Die zunehmende Dichte von Städten und Stadtgemeinden veränderte den Raum im deutschsprachigen Südwesten nachhaltig. Die Ansprüche im "neuen urbanistisch-politischen Programm" Rudolfs von Habsburg, so Gerhard Fouquet, machten einen neuen Ausgleich zwischen dem König und den Städten in Schwaben notwendig. Am königlichen Privileg für Heilbronn von 1281 zeigt er, wie über das Recht eine Interessenangleichung "zwischen dem normativen Vorbild Speyers, dem priviglegierenden König und der begünstigten civitas Heilbronn" erreicht wurde. Peter Kurmann nimmt dagegen die in der neueren kunsthistorischen Literatur wenig beachteten vier hochgotischen Sitzfiguren der Freiburger Grafen in den Blick, die das Untergeschoss am Westturm des Freiburger Münsters schmücken. Dabei deutet er die um 1270 geschaffenen Figuren nicht unter dynastischen Gesichtspunkten, sondern bringt sie in Verbindung mit dem heilsgeschichtlich aufgeladenen Bildprogramm des Tympanons am Portal in der Turmvorhalle.
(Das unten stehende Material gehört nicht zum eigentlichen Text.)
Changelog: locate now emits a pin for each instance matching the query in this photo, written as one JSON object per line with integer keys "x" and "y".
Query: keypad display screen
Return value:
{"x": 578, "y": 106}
Auf diese Weise "gelesen" versinnbildlichen die Figuren die "enge Einbindung der weltlichen Machthaber in das Heilssystem der Kirche", die insofern als "Garanten der Heilsordnung" verstanden werden konnten. Die Festschrift, die mit ihren fundierten Beiträgen ebenso tiefe wie facettenreiche Einblicke in die mittelalterliche Geschichte des deutschsprachigen Südwestens vermittelt und in vielen Fällen Impulsgeber für weitere Untersuchungen sein dürfte, wird in willkommener Weise durch ein Schriftenverzeichnis von Thomas Zotz aus den Jahren 2003 bis 2008 sowie durch ein ausführliches Orts- und Personennamenregister ergänzt.